COMMODORE THOMAS MACDONOUGH was sometimes called “the Boy Commodore,” for he was the youngest Commodore in the American navy.
He was born December, thirty-first, 1783, on a farm in New Castle county where his father and grandfather had lived before him.
When he was seventeen he joined the navy as a Midshipman, and made his first cruise on the ship “Ganges.”
He was a tall, thin, shy youth. He was never strong, but he was so brave that he was ready for any dangers or hardships. Cooper called him “the modest but lion-hearted MacDonough.”
At the time MacDonough joined the navy, the United States was at war with France, and his first cruise was against the French in the West Indies. The “Ganges” captured three of the enemy’s vessels, and sent them home as prizes. Then the yellow fever broke out on board the “Ganges.” MacDonough was one of the men who had it. He and the other sick men were carried on shore to a miserable dirty Spanish hospital at Havana. Here, for many weeks, he lay ill.
When he was able to get up and go about again he found that the “Ganges” had sailed away, and that he was left, poor, alone, and almost without clothing, in a strange land. All the Americans who had been brought to the hospital had died except himself and two others. These two were in as much distress as himself. The American agent at Havana gave them some shirts and other pieces of clothing, and they got back to the United States on a sailing vessel.

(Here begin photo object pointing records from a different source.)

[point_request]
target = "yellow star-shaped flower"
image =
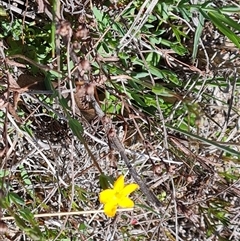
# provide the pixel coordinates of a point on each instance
(117, 196)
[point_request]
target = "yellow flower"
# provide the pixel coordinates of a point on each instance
(117, 196)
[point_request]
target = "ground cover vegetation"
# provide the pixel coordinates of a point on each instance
(119, 120)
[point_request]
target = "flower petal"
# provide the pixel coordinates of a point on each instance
(110, 209)
(106, 195)
(119, 184)
(126, 203)
(129, 189)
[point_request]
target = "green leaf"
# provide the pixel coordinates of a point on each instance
(209, 142)
(76, 128)
(224, 29)
(197, 35)
(15, 198)
(162, 91)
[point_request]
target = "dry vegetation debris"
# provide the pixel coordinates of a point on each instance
(92, 90)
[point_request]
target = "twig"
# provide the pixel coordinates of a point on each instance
(41, 215)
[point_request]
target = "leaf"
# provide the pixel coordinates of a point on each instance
(197, 35)
(15, 198)
(209, 142)
(162, 91)
(76, 128)
(224, 29)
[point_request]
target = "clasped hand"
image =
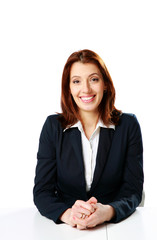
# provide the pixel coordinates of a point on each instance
(88, 214)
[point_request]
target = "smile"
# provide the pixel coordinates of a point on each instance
(87, 99)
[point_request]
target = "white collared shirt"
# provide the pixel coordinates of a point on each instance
(89, 148)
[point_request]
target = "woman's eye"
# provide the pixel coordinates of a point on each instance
(95, 79)
(76, 81)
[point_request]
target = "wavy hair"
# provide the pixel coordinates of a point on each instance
(107, 111)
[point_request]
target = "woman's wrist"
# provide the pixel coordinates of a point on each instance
(111, 212)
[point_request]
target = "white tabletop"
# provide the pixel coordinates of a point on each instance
(142, 225)
(21, 224)
(28, 224)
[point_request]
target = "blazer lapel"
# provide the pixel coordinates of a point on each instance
(104, 145)
(77, 145)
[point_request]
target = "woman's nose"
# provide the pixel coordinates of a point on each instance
(86, 87)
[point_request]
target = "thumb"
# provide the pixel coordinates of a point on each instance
(92, 200)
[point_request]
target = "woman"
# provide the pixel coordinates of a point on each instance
(90, 166)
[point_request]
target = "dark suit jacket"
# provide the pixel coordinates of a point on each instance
(118, 176)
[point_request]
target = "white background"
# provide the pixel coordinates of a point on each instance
(36, 38)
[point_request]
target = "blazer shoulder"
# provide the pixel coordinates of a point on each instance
(129, 119)
(51, 125)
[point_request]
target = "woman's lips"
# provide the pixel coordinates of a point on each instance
(88, 99)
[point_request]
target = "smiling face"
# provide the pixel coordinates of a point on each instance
(86, 86)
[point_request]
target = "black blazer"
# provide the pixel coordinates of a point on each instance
(118, 176)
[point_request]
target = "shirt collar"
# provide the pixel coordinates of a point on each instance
(99, 124)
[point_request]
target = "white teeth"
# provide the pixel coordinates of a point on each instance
(87, 98)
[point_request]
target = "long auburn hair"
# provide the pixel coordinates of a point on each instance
(107, 111)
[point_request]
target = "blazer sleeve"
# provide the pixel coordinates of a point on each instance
(44, 191)
(130, 194)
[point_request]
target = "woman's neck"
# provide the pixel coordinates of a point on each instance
(89, 121)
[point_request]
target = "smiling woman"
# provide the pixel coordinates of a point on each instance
(87, 87)
(90, 157)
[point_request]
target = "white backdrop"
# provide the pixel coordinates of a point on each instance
(36, 38)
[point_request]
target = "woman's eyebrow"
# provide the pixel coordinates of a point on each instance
(75, 77)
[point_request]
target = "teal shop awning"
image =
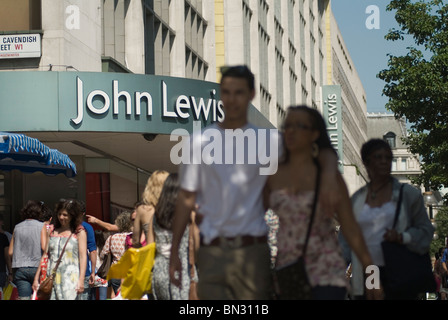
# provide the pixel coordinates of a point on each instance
(20, 152)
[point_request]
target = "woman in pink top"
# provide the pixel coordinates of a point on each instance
(290, 194)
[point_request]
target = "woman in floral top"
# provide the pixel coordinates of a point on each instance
(116, 244)
(69, 279)
(290, 193)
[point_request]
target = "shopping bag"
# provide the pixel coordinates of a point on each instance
(135, 267)
(10, 292)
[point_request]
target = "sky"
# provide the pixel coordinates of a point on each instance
(363, 31)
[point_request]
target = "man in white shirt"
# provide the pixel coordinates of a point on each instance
(234, 257)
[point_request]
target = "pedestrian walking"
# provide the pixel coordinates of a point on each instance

MacDonough landed at Norfolk, Virginia, and worked his way back to Delaware. He had been away from home a year, and his family had never expected to see him again; they had been told he had the yellow fever at Havana, and was either dying or already dead. They could hardly believe it was he when he walked in among them, thin, pale and weak-looking, but still alive. The whole house was filled with rejoicings. He was still dressed as he had been when he left Havana, in worn out clothes, a straw hat and canvas shoes.
As soon as he was able, he went back to the “Ganges,” and was with her until he was ordered to the Mediterranean on the frigate “Philadelphia.”